It may be tempting to organize all scripts and reports with ascending names, for example 001-load.R, 002-clean.R etc. and although it helps with organization it does not capture the full tree of dependencies. In the terminal it would be best to use a Makefile to manage more complex workflows as they capture the full tree of dependencies and control the order of code execution.

On R I would strongly recommend using the Drake package which I’ve talked about recently: “Getting Started with Drake in R”.

If your workflow combines R code, terminal and python I would suggest using snakemake or Airflow. (TO DO: look into the reticulate package and see how complex multi-language workflows are managed)

Examples of real-world research compendia using R packages

The Boettiger and colleagues example provides a more complex example of a large compendia. This example includes a .travis.yml, a configuration file for the Travis continuous integration service, a Dockerfile that instructs the Docker software how to create a virtual environment for running the R code in an isolated and portable context, and the Makefile which has instructions for executing R code in the compendium in a way that avoids unnecessary repetition. These three files contain organizing metadata that are intended to be both machine- and human-readable, but are not written in the R language.

Unit tests, contained in the tests directory, are R code scripts to test that specific functions in the compendium produce their expected outputs, given known inputs. The addition of these tools, initially developed for software engineering, solves the problems of specifying the computational environment and the relationships between data, code, and output.

The top-level manuscripts directory of Boettiger et al., holds the files that generate the journal article and the supplementary documents, as well as the Makefile and Dockerfile. Other notable items at the top-level of this compendium are the .drone.yml, .zenodo.json and .traivs.yml files. The drone file contains configuration details for the Drone continuous integration service that operates in Docker containers. In this case, each time a commit is made to the repository, the Drone web service automatically renders the manuscript files (including running the R code in the manuscript) to PDF in a Docker container defined by the Dockerfile in manuscripts/. This provides an automatic check to see if a PDF can be generated from the manuscript R markdown files after the last commit. The .travis.yml file performs a similar purpose, but is focused on whether or not the R package can be successfully build in a generic Linux environment. The .zenodo.json file provides machine-readable metadata about the compendium. This is useful for automatically archiving the compendium at zenodo.

Automatically create project skeletons in R and integrate


The starters package on Github provides a number of functions, leveraging the usethis package, designed to take away some of the grunt work involved in setting up new projects. The createAnalysisProject() function creates a project ready for a typical analysis project with packrat to manage dependencies to keep things consistent and reproducible, while the createPackageProject() helps setup a project with code coverage, vignettes, unit testing etc. out of the box.

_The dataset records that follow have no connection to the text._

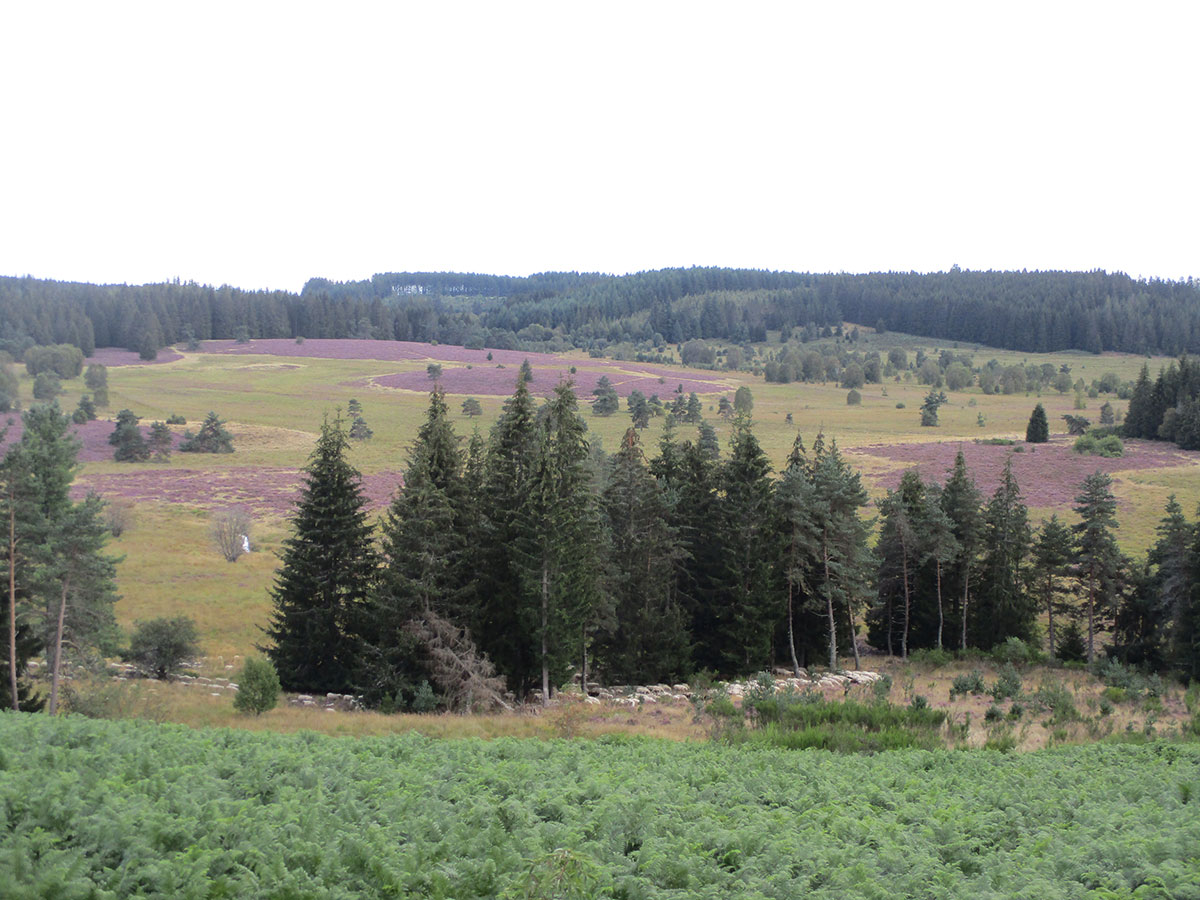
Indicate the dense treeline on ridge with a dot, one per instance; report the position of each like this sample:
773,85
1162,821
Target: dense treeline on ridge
509,562
556,311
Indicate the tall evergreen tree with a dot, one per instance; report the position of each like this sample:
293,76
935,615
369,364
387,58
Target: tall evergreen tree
899,552
1038,430
647,636
750,611
504,475
1053,552
561,549
844,558
1003,609
963,503
329,564
1098,562
424,550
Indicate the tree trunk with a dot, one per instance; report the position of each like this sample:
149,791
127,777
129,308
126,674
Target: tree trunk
791,630
907,607
1050,611
833,624
1091,622
966,600
941,616
545,628
853,634
58,649
12,601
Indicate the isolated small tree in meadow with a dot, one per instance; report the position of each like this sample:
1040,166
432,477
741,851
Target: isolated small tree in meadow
160,442
258,688
1077,425
231,532
211,438
47,387
1038,430
85,412
126,437
743,401
162,646
606,401
934,400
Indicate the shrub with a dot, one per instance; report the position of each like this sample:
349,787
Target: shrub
258,688
162,646
1008,683
47,387
1108,447
425,700
970,683
931,657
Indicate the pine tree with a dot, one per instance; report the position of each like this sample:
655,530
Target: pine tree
1038,430
1003,609
1098,562
327,570
126,437
1053,551
647,637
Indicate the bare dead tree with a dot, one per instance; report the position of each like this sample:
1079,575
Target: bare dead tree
231,532
463,675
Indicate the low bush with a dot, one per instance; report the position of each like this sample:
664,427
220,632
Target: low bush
969,683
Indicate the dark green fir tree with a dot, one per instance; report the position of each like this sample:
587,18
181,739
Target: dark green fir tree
327,570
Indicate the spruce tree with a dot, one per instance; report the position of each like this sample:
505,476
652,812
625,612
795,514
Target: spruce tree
844,562
646,639
1003,609
1053,552
328,567
1098,562
504,474
961,503
1038,430
750,611
425,565
561,552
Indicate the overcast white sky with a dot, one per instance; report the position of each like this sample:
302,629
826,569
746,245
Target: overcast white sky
259,144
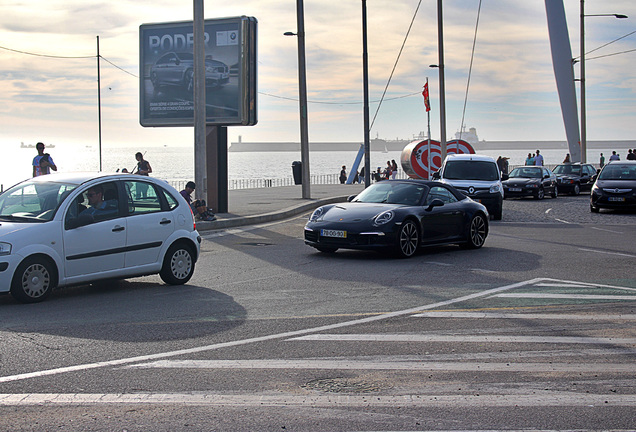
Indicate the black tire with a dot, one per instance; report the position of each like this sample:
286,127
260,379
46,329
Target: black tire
188,82
497,214
33,280
408,240
178,265
325,249
477,232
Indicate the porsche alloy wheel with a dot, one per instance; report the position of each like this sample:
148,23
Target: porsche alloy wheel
477,232
408,240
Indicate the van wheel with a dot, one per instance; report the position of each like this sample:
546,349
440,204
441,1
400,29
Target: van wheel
178,265
33,280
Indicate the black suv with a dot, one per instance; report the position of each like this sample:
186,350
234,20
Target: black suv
575,177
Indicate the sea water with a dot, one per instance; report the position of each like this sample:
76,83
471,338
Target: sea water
176,164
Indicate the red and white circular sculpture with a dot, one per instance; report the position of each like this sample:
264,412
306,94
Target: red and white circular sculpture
421,161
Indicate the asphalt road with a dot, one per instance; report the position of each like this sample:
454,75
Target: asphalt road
535,331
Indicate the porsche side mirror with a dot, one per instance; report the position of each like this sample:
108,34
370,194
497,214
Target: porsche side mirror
435,203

Dedicated code testing is aimed at detecting possible bugs introduced by new features or changes in the code or dependencies, as well as detecting wrong results, known as logic errors, in which the source code produces a different result than what was intended. Continuous integration provides a way to automatically and systematically run a series of tests to check integrity and performance of code, a task that can be automated through Github. starters sets up [Travis CI](https://Travis-ci.org/, a hosted continued integration platform that is free for all open-source projects. Travis CI builds and test the source code using a plethora of options such as different platforms and interpreter versions.

By organizing files into an R package, you follow conventions that save you time thinking about the best way to organize your project. Writing functions for packages makes it easy to document the use of code (particularly if you use roxygen2). This documentation can help you be productive more quickly when returning to work on a project after stepping away from it.

As a project grows in size and collaboration, having the more rigid structure offered by a package format becomes increasingly valuable. Packages can automate installation of dependencies, perform checks that changes have not broken code, and provide a modular and highly tested framework for collecting together the three essential elements: data, code, and manuscript-quality documentation, in a powerful and feature-rich environment.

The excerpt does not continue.